You are monitoring emergence of a particular species of disease-vectoring mosquito near several man-made ponds. The ponds are two feet deep, 10 or 30 feet square, and have vertical sides and bottoms made of cement. Some were built one year ago, some five years ago. The older ponds have more established insect communities. You have one emergence trap. Which pond represents the greatest medical threat?

GPT-4.1 Mini picks the 30-foot, five-year-old pond. OpenAI's o3 — their flagship reasoning model — picks the same one. Both walk through the same reasoning: older ponds have more organic matter, larger ponds have more surface area, so the biggest, oldest pond must host the most mosquitoes. Both are confident. Both are wrong.

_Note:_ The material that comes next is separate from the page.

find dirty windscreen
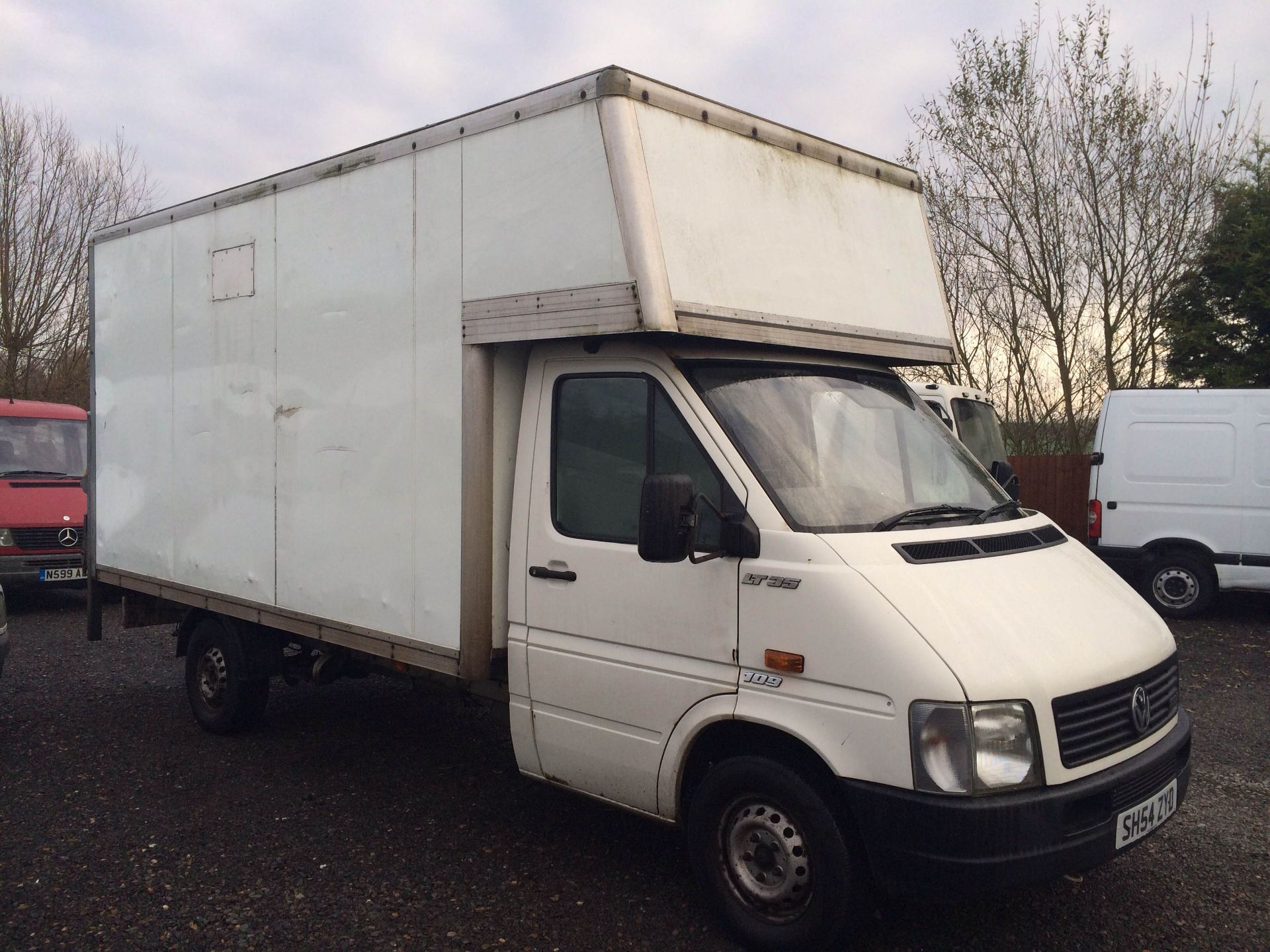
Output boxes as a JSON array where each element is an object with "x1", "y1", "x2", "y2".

The answer is the 10-foot, one-year-old pond. Because older ponds also have more predators — dragonfly larvae, aquatic beetles, the whole predatory cascade that develops when an ecosystem matures. And those predators eat mosquito larvae. The youngest, smallest pond has the fewest predators and the least competition. That's where the mosquitoes flourish unchecked.

Here's what's wild. Both models know this. Ask either one — GPT-4.1 Mini, o3, any of them — "do older ponds have more predators?" and they say yes immediately. The knowledge is in there. It's encoded in the language they were trained on. Every ecology textbook, every field study, every lecture on trophic dynamics — it's all in the weights. But when they answered the original question, that knowledge never surfaced. Nothing in the prompt activated it. Nothing in their default generation process told them to check for it. They followed the most probable chain of reasoning straight past the correct answer.

Now here's the part that changed how I think about this. When we gave GPT-4.1 Mini — not o3, not a frontier model, just regular 4.1 Mini — an internal search strategy, it solved it. The same model that got it wrong in one pass got it right when it was given a structure to think within. Generate multiple candidates. Evaluate each one. Check for hidden assumptions. Revise. The model didn't get smarter. It got better directions. And those better directions were enough to surface knowledge that was sitting there the whole time.

The gap between probable and correct is where everything interesting lives.

The model doesn't need to know more. It needs to be asked better.